Илия соскочил со стены и двинулся вверх по улице, даже не обеспокоившись свернуть дойной корове шею. Разве можно быть таким недалеким? Он не собирается терроризировать ее, убивая ее источник пищи. Нужно пригрозить ее клеврету — как он раньше поступал с мальчишкой. Откуда ему было знать, что она предаст его самого и выберет этого сопляка? Обратит его? Такому больше не бывать.
В вихре гнева, голода и возбуждения от того, что у него появилась наконец-то цель, Илия бен Шапир ощущал толчки боли душевной. Это приключение он затеял, считая себя кукловодом, теперь же, похоже, сам запутался в нитках. Допускает ошибки.
Ну и не беда.

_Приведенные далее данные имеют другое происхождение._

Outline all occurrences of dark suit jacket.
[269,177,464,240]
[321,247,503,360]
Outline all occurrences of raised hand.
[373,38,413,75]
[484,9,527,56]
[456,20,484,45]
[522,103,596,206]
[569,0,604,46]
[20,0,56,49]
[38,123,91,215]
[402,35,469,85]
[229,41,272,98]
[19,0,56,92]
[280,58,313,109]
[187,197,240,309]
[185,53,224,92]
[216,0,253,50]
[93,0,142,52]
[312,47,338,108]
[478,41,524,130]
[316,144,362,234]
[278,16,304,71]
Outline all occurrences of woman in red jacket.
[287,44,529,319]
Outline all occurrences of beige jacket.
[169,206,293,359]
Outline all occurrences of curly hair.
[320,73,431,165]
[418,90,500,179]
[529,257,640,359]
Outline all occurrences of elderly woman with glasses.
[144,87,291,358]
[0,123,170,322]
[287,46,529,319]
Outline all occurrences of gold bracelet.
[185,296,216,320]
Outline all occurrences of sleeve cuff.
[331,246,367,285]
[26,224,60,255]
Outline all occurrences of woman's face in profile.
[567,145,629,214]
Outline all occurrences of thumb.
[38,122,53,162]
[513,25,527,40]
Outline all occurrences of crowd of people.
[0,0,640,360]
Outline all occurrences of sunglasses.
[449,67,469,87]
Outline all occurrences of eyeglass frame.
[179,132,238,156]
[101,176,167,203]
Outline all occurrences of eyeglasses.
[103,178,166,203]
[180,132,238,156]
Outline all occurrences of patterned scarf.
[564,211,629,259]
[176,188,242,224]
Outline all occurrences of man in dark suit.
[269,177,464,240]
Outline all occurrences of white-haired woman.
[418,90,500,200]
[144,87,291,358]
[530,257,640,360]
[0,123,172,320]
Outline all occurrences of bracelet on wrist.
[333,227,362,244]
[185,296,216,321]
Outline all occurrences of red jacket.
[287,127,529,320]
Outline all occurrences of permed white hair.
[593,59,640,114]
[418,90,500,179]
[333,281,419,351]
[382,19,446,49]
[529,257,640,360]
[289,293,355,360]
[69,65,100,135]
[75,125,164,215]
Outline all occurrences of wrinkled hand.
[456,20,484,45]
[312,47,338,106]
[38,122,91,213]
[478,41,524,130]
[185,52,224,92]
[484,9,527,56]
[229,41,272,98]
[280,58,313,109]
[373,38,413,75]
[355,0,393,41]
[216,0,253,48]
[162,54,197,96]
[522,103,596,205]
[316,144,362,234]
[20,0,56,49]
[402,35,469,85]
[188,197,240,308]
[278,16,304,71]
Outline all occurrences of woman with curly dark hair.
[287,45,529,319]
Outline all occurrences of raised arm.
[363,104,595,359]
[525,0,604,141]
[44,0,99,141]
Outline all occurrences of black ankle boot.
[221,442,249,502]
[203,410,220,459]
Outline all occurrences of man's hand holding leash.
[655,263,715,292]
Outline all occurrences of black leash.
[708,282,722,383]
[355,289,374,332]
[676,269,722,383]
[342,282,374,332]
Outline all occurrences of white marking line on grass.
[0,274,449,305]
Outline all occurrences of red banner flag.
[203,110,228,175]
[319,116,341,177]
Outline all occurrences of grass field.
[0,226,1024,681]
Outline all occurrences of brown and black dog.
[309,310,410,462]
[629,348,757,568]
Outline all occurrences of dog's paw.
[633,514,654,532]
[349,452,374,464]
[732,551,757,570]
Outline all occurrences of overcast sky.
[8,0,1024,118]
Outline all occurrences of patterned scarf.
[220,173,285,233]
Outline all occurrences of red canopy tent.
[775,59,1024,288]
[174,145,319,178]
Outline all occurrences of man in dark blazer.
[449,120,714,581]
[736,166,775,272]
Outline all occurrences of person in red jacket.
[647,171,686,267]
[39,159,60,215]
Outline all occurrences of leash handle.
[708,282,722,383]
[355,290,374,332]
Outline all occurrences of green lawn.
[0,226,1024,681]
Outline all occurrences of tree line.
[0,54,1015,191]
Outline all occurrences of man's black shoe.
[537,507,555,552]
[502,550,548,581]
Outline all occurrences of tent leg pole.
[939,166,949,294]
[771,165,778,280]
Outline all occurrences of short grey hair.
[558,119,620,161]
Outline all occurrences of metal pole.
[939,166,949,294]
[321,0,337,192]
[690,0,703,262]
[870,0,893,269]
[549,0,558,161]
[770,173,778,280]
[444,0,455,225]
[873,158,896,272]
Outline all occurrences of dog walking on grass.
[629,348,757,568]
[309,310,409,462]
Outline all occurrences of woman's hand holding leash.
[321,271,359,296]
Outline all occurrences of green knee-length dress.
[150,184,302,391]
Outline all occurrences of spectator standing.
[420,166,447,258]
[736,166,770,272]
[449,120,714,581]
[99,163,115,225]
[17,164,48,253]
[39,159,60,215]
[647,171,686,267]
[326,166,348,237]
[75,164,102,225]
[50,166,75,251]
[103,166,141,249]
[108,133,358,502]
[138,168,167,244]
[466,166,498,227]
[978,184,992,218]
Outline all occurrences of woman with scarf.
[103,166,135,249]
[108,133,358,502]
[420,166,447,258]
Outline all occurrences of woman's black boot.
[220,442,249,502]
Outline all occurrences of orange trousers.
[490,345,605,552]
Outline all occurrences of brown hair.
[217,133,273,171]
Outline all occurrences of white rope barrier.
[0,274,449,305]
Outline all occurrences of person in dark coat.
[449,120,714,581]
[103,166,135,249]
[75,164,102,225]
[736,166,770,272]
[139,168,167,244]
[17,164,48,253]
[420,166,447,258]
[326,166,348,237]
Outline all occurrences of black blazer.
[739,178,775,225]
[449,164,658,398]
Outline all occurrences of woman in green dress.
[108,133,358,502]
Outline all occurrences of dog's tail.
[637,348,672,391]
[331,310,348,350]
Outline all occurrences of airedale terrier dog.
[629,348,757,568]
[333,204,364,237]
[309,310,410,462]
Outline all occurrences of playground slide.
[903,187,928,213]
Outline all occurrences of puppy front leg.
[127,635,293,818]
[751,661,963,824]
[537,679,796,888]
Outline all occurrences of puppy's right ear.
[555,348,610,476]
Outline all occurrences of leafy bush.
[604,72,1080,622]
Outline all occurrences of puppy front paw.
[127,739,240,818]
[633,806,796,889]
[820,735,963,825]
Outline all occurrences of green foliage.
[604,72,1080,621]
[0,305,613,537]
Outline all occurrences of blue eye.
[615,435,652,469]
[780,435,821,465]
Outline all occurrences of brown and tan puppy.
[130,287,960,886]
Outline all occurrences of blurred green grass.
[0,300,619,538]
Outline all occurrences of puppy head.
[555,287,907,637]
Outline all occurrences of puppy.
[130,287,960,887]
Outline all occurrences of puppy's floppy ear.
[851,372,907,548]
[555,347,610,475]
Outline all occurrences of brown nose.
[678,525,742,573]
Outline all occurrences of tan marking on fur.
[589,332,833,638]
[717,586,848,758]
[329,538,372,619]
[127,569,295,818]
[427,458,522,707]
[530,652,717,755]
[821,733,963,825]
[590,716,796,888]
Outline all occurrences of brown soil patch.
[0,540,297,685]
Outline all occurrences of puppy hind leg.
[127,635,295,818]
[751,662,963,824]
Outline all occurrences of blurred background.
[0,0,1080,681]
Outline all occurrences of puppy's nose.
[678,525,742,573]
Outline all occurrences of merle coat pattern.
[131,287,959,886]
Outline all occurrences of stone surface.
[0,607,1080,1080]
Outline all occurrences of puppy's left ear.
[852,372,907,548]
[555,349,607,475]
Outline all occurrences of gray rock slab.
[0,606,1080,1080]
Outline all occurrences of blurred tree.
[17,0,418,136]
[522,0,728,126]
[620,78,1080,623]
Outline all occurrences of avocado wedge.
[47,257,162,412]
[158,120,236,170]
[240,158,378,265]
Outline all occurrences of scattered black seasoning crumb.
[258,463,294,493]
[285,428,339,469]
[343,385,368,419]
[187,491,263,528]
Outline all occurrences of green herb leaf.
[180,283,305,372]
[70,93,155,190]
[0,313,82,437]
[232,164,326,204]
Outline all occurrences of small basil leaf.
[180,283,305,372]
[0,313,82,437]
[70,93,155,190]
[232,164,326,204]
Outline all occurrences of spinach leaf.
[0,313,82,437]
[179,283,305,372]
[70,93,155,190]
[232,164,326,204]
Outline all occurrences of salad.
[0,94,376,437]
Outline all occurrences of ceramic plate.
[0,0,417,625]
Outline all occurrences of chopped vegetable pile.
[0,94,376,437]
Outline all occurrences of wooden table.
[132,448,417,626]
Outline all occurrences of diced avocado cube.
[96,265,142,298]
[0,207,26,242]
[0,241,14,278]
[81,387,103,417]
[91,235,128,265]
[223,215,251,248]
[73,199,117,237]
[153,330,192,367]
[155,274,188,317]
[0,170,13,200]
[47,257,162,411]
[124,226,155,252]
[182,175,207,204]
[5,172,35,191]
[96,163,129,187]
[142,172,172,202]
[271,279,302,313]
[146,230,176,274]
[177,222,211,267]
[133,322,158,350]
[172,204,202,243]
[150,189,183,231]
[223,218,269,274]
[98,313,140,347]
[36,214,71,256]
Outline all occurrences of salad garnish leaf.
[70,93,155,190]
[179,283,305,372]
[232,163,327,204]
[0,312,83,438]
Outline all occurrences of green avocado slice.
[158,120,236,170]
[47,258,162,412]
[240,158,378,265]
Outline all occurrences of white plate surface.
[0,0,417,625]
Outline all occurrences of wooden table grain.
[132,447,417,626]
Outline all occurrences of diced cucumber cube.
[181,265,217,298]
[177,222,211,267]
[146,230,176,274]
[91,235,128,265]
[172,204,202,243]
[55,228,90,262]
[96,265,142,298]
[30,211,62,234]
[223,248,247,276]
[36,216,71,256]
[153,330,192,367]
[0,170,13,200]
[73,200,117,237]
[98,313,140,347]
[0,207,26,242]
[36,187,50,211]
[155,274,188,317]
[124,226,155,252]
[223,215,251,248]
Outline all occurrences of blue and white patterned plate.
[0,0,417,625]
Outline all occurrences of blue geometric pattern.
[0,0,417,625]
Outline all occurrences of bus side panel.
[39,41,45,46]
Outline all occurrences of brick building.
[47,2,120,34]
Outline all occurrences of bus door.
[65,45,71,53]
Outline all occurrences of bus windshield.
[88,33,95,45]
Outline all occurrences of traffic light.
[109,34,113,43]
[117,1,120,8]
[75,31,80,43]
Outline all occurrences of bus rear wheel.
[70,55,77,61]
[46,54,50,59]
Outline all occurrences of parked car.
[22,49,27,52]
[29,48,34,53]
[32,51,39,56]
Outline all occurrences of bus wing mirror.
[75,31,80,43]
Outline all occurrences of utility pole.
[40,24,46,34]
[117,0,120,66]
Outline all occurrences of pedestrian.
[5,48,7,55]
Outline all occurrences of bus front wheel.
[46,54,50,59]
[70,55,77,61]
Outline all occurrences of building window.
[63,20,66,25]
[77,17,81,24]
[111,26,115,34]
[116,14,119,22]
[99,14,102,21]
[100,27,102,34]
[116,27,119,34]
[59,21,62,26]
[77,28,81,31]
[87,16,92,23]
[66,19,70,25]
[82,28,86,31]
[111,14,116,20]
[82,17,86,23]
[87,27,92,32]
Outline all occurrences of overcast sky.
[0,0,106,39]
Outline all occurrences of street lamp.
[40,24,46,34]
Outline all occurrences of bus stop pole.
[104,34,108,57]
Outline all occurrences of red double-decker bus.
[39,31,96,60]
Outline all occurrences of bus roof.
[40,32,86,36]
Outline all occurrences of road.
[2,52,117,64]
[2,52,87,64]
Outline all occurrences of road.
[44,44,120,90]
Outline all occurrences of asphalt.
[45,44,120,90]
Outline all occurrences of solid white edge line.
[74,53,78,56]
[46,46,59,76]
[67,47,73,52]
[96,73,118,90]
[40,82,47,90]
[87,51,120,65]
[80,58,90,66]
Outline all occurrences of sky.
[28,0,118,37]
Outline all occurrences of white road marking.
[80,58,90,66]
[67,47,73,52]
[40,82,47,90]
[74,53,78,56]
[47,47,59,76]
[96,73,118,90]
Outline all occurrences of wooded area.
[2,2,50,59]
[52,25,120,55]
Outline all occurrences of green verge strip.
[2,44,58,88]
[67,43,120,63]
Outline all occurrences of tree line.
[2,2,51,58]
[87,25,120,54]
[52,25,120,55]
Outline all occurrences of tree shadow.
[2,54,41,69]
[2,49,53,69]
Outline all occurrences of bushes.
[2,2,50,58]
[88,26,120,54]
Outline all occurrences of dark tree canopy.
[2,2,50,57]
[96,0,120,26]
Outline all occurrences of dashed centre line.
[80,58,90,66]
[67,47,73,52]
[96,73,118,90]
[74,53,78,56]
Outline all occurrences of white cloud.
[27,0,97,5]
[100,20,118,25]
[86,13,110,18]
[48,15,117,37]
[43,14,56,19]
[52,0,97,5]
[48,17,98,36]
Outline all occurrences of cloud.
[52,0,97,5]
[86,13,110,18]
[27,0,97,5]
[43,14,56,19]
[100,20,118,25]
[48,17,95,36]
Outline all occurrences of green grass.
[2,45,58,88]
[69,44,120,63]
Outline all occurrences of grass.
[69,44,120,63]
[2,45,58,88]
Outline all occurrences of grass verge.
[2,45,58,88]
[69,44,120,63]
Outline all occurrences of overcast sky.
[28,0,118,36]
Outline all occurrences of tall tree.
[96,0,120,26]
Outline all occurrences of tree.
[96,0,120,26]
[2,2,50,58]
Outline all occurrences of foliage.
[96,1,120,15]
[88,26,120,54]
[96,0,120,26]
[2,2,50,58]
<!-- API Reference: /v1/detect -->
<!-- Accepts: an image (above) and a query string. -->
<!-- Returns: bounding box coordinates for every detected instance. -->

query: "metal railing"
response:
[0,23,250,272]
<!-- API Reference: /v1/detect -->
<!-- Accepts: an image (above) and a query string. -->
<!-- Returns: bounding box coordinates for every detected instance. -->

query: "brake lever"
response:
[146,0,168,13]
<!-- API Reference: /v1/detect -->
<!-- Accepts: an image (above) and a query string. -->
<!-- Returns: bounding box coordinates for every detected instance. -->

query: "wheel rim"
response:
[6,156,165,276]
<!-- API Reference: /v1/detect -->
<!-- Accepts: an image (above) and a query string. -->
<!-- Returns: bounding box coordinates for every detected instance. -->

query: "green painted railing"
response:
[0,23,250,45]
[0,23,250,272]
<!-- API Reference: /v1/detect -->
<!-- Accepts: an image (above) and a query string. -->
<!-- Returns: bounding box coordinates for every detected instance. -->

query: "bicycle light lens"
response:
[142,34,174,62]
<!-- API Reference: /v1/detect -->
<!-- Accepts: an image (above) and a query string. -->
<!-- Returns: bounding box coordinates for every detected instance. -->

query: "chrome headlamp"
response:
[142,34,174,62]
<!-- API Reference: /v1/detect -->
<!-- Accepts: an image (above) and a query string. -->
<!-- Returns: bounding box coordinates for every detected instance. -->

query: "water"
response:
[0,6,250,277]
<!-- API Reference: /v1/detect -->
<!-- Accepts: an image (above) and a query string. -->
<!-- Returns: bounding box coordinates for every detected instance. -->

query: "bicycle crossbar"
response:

Вампир склонил голову набок и сосредоточился. За хрипом забулдыги, потрескиванием здания, гулом моста и стуком тысячи сердец в квартирах вокруг он разобрал удаляющиеся шаги девчонки и ее дружка.
23
Где представлены хроники Эбби Нормал — загнанной добычи
Очевидно, что я — Добыча, для чего, хочу здесь заметить, я тотально не подготовлена. Вот я сижу, примостившись на стропилах (по-моему, они так называются) Оклендского моста, как увечная ночная птица, и жду, когда рок обрушится на меня в виде древней нежити, дабы вывернуть самые члены из моего хрупкого тельца. Это сосет.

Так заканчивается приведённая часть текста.